I don't care if these moves were found to be unbalanced - they were the fun moves. Why take that away?
Does MK9 fix it? In a lot of cases, yes. I don't know if it's because NetherRealm realised they'd been taking out people's most cherished moves, or just part of the retro theme, but a fair few favourites are back: Sonya has her handstand throw back, Johnny Cage has his 'nut punch', Jax has his mid-air throw and Sub-Zero can do his ice puddle.
But they're not all back - Sektor's unavoidable homing missile is still AWOL [edit: actually it is available, as an 'enhanced' power move], and while Shang Tsung happily morphs into various characters when you fight him, he can only morph into his opponent when used as a player character. (Unless that's an unlockable feature that nobody's discovered yet...)
Finally, of course, the new X-rays are sure to become cherished moves of the future. Need convincing?
3. ...or get lame make-overs
Sub-Zero has suffered the most in this area. The first time we ever saw him, he looked brilliant: an evil ninja in simple blue and black gear. But they messed with the formula, turning him into a boring civilian in MK3, and some kind of operatic ice king in Deception, for no apparent reason.
And he's not the only one. Kung Lao looked awesome in MKII - creepy and cool, like a martial-arts goth cowboy. But he's never looked quite right since. Liu Kang died and got turned into a zombie. Johnny Cage keeps changing hair colour. And in their keenness to move away from the palette-swap sameyness of the ninjas in the early games, the designers turned Reptile into a Dr Who monster, Smoke into a weird alien and Ermac and Rain into exhibits from the British Museum.
Finally, of course, turning 3D made all the characters change their look entirely. Everyone became inexplicably sturdy. Particularly the ladies.
Does MK9 fix it? Mostly. I love the look of the characters in MK9, and they've often gone back to the classic, 'canon' look, polished with up-to-date graphics. Sub-Zero is a plain old (bright blue) ninja, Johnny Cage looks like Johnny Cage and Mileena and Kitana are thin again. Sorry if that sounds shallow.

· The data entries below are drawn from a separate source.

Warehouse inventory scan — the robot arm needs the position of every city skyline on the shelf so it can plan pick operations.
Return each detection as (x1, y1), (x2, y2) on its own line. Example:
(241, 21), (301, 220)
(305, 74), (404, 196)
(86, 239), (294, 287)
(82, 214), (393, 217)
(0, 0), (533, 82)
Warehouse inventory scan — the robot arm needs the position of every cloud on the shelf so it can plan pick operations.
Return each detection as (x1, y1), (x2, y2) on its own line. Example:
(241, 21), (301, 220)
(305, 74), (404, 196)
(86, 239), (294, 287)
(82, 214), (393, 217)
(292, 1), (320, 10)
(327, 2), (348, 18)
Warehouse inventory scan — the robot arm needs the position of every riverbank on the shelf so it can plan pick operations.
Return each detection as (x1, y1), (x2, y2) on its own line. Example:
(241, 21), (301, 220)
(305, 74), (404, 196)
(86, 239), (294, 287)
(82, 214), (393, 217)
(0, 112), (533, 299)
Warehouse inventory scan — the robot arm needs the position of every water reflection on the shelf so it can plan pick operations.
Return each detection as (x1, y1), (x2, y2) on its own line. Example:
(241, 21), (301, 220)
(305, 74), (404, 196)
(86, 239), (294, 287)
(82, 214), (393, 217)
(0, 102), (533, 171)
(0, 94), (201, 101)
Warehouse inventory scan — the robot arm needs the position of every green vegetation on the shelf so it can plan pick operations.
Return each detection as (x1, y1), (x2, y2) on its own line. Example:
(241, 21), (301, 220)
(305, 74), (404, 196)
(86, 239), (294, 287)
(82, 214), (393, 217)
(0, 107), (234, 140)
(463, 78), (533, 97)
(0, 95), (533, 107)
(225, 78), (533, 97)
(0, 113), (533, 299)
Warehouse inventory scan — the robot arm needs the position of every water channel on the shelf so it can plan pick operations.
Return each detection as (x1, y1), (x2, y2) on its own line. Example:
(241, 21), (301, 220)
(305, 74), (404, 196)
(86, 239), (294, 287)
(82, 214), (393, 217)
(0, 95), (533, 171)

That's more like it, Sub-Zero (image from themortalkombat.com)
Reptile still looks too much like an actual reptile for my taste (I liked the way he mostly hid his hideousness behind a ninja disguise - less is more, Reptile!). Ermac is still weird. And they've done one entirely new make-over - Smoke, for some reason, has done his hair like Gary Oldman's Dracula. But I love his new look, so I'll shut up.